For many expats living in Japan, one thing about the country that continues to be somewhat irksome is its stubborn attachment to cash. Most of us are not used to carrying cash around, and especially not when a good chunk of it is coins. That’s why a lot of people are probably going to like a new cashless payment system called PayPay, which is now available to smartphone users in Japan.
The name “PayPay” may remind you of Paypal, and, in some cases, they’re similar; like Paypal, PayPay is something of a web-based banking system. However, where Paypal functions like a bank, PayPay is much more like a prepaid card. There are no fees to join, no fees to pay with PayPay, and no minimum balance required, and all you have to do to join is put in your phone number, a password, and a pass code that they send you via text. Then, simply “charge up” your account, or even attach your Yahoo! Money account or a credit card to your PayPay, and you’re free to use it wherever it is accepted.

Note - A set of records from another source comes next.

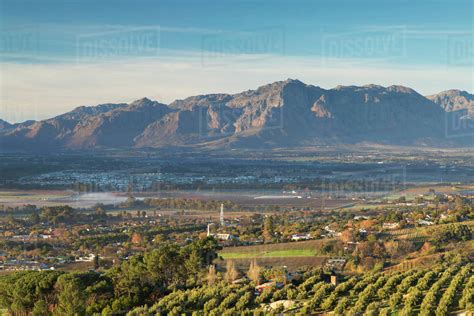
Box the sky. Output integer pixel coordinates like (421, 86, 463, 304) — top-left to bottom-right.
(0, 0, 473, 122)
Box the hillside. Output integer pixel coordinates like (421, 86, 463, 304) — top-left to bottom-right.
(1, 79, 473, 151)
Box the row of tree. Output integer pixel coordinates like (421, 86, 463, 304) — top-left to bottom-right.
(0, 247, 472, 315)
(0, 237, 220, 315)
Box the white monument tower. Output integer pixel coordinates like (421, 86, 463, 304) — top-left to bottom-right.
(220, 203, 225, 227)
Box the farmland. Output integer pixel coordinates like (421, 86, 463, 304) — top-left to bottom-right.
(0, 151, 473, 315)
(221, 249, 316, 259)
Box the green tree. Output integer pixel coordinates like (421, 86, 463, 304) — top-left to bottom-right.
(0, 271, 62, 315)
(29, 211, 41, 225)
(54, 274, 86, 316)
(94, 254, 100, 270)
(32, 299, 50, 316)
(262, 216, 275, 242)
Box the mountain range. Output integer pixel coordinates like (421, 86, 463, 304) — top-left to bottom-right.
(1, 79, 473, 151)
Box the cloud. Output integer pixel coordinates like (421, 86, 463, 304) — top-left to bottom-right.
(0, 53, 472, 123)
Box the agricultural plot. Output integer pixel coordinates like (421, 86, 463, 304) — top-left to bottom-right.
(128, 263, 473, 315)
(221, 249, 316, 259)
(219, 240, 332, 270)
(220, 239, 331, 256)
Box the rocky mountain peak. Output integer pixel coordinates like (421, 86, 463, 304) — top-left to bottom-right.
(127, 97, 159, 109)
(427, 89, 474, 112)
(1, 79, 472, 151)
(0, 119, 12, 130)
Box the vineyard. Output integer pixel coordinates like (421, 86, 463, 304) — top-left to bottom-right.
(129, 263, 473, 315)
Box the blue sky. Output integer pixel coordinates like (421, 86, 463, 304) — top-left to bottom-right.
(0, 0, 473, 122)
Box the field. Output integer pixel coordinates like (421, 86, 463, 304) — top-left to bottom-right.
(132, 262, 474, 315)
(385, 220, 474, 239)
(220, 239, 330, 256)
(0, 189, 354, 209)
(221, 248, 315, 259)
(219, 239, 331, 270)
(387, 184, 474, 200)
(0, 190, 73, 207)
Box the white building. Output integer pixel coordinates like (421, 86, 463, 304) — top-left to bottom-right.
(291, 233, 312, 241)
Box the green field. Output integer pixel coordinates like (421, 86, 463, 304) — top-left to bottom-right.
(219, 239, 332, 260)
(221, 248, 315, 259)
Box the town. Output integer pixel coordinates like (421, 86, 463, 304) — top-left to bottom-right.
(1, 181, 473, 314)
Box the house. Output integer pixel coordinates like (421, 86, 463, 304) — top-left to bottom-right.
(382, 222, 400, 230)
(255, 281, 284, 293)
(417, 219, 434, 226)
(324, 225, 336, 234)
(76, 254, 96, 262)
(323, 225, 342, 237)
(213, 233, 239, 241)
(326, 257, 346, 270)
(354, 215, 371, 220)
(291, 233, 311, 241)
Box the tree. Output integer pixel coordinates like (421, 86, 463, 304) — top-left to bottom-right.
(95, 207, 106, 217)
(247, 259, 261, 285)
(435, 266, 470, 316)
(235, 291, 253, 311)
(32, 299, 50, 316)
(54, 274, 86, 316)
(0, 271, 62, 315)
(334, 297, 350, 315)
(433, 224, 472, 244)
(93, 254, 100, 270)
(207, 265, 217, 286)
(360, 219, 378, 230)
(185, 250, 202, 280)
(459, 275, 474, 310)
(364, 302, 380, 316)
(340, 229, 355, 243)
(414, 196, 424, 204)
(225, 260, 239, 283)
(454, 196, 466, 211)
(29, 211, 41, 225)
(144, 244, 186, 290)
(131, 232, 143, 245)
(389, 291, 402, 311)
(262, 216, 275, 243)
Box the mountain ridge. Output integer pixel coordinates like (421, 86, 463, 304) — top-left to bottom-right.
(1, 79, 473, 151)
(426, 89, 474, 113)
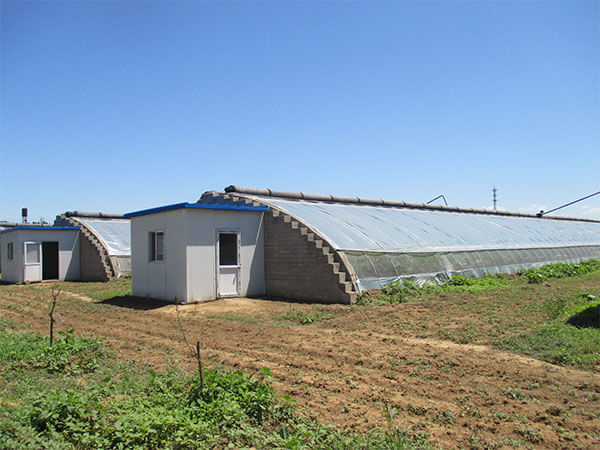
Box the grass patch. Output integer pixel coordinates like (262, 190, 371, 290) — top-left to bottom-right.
(0, 330, 431, 449)
(206, 311, 262, 323)
(498, 292, 600, 367)
(0, 329, 102, 375)
(51, 277, 132, 301)
(282, 306, 331, 324)
(362, 260, 600, 370)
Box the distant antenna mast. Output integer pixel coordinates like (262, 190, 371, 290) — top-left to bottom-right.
(492, 186, 497, 211)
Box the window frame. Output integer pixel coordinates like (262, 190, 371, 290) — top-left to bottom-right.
(24, 241, 41, 265)
(217, 231, 240, 268)
(7, 242, 13, 260)
(149, 230, 164, 262)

And though PayPay is still relatively new, it’s already an acceptable payment option at more than 100 shops, restaurants, bars, and even hotels, including convenience stores like FamilyMart and Mini Stop. You can tell which shops accept PayPay because they have PayPay’s trademark red “P” near the register. You can also check the list on the app or on their official website. PayPay always seems to be getting new affiliates, so it’s worth keeping an eye on.

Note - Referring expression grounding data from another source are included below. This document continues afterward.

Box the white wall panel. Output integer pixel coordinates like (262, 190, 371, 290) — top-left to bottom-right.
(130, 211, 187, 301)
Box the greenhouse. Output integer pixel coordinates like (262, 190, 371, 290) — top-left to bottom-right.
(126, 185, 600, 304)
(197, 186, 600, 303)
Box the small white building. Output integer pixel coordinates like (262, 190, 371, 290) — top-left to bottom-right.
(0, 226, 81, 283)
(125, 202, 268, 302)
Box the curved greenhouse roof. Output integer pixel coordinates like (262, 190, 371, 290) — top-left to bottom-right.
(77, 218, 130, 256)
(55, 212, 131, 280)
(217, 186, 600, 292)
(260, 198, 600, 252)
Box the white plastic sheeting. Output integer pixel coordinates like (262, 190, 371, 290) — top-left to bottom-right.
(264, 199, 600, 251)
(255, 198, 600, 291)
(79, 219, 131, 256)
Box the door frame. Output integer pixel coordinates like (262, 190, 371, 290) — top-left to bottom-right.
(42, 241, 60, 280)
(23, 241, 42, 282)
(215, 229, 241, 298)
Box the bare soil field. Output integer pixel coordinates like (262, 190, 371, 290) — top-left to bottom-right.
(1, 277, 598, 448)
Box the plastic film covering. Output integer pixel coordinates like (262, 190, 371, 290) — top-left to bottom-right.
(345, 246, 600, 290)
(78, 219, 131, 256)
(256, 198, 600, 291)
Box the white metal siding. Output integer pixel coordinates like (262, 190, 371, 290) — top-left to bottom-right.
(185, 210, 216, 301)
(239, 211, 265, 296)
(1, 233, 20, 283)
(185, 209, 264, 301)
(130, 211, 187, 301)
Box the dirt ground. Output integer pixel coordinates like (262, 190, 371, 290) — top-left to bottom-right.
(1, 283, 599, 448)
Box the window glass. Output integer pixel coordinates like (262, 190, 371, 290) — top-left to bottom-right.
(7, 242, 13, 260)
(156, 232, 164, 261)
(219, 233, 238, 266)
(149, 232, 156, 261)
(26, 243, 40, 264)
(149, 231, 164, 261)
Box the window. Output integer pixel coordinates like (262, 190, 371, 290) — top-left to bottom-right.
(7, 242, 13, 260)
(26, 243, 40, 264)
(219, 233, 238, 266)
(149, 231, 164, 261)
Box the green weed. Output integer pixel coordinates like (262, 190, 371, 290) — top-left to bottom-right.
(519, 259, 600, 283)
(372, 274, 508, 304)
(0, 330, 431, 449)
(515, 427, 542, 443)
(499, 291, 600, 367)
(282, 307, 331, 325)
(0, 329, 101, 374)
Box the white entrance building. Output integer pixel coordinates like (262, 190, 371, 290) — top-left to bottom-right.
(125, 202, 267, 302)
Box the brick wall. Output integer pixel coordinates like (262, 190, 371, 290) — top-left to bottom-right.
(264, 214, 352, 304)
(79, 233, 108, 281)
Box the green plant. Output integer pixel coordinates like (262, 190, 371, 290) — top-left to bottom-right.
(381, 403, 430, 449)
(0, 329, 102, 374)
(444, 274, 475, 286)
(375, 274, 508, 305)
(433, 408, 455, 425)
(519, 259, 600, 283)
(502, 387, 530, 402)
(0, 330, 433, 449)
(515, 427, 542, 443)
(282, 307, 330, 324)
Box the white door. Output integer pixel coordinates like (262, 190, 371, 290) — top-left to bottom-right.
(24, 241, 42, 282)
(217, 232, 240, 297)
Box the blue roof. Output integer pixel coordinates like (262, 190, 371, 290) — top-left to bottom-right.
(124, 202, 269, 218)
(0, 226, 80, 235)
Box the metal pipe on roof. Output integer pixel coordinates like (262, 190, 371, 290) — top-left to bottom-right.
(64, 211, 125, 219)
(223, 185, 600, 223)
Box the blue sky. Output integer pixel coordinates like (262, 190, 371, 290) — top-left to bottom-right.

Payment using PayPay is easily done in one of two ways. One allows you to scan a QR code at the register, input your total bill amount, and show the confirmation to the associate. The other brings up a barcode on your app, which the register can scan and process into a payment automatically.

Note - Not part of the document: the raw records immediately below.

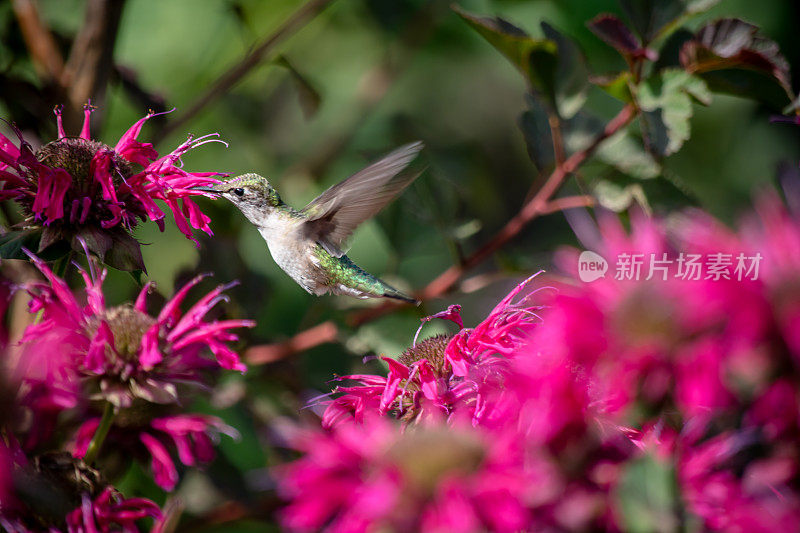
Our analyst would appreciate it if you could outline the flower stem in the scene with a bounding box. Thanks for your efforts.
[84,402,115,465]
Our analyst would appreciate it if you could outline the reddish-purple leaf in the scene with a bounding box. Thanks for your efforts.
[588,14,658,61]
[680,18,792,104]
[588,14,640,55]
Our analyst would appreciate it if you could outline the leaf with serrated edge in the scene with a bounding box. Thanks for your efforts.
[518,94,556,172]
[0,229,41,260]
[588,14,641,55]
[104,230,146,272]
[72,226,113,259]
[454,6,557,96]
[541,22,589,119]
[621,0,722,44]
[637,69,711,155]
[592,71,635,102]
[597,131,661,179]
[680,18,792,106]
[594,180,652,213]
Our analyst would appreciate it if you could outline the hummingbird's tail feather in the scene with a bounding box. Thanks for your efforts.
[382,288,420,305]
[373,274,419,305]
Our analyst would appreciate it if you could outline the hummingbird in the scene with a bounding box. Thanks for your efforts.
[194,142,423,303]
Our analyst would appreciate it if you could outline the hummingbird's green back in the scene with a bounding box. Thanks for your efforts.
[312,246,417,303]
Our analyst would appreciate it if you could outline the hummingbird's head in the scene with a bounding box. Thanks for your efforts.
[195,173,282,224]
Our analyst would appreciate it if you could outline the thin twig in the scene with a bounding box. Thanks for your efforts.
[61,0,127,130]
[11,0,65,82]
[541,194,595,214]
[154,0,336,144]
[523,110,567,203]
[245,104,636,363]
[111,64,169,117]
[548,112,567,167]
[245,320,338,364]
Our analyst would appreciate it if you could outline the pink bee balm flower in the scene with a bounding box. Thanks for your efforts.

PayPay appears to have plenty of benefits for its users as well. As a basic perk for being a PayPay member, for every purchase made using PayPay, the user gets 0.5 percent back. It’s not much, but if you end up using your PayPay account often, you might build up a small chunk of change, up to 5,000 yen per month. New users will also automatically get 500 yen added to their account, and the first time you add money to your PayPay you will also get 1,000 yen free. Finally, depending on your cellphone provider, you might even be able to get an additional gift of 500 yen!
Right now, however, PayPay is offering a special campaign, whereby users get 20 percent, or up to 1,000 yen, back for each purchase made with PayPay. At the same time, they’re also holding a special lottery campaign, where one in every 10 purchases made with PayPay could earn you 1,000 yen cash back. If you’re also a member of Yahoo! Premium, the possibility doubles to one in five.
PayPay is not currently available in overseas app stores and does not have English-language accessibility at the moment, but if you’re living in Japan and have a way to read and translate Japanese, this might be a great system to try out. That way you won’t always have to keep cash or even credit cards on hand, which could help protect you against identity theft!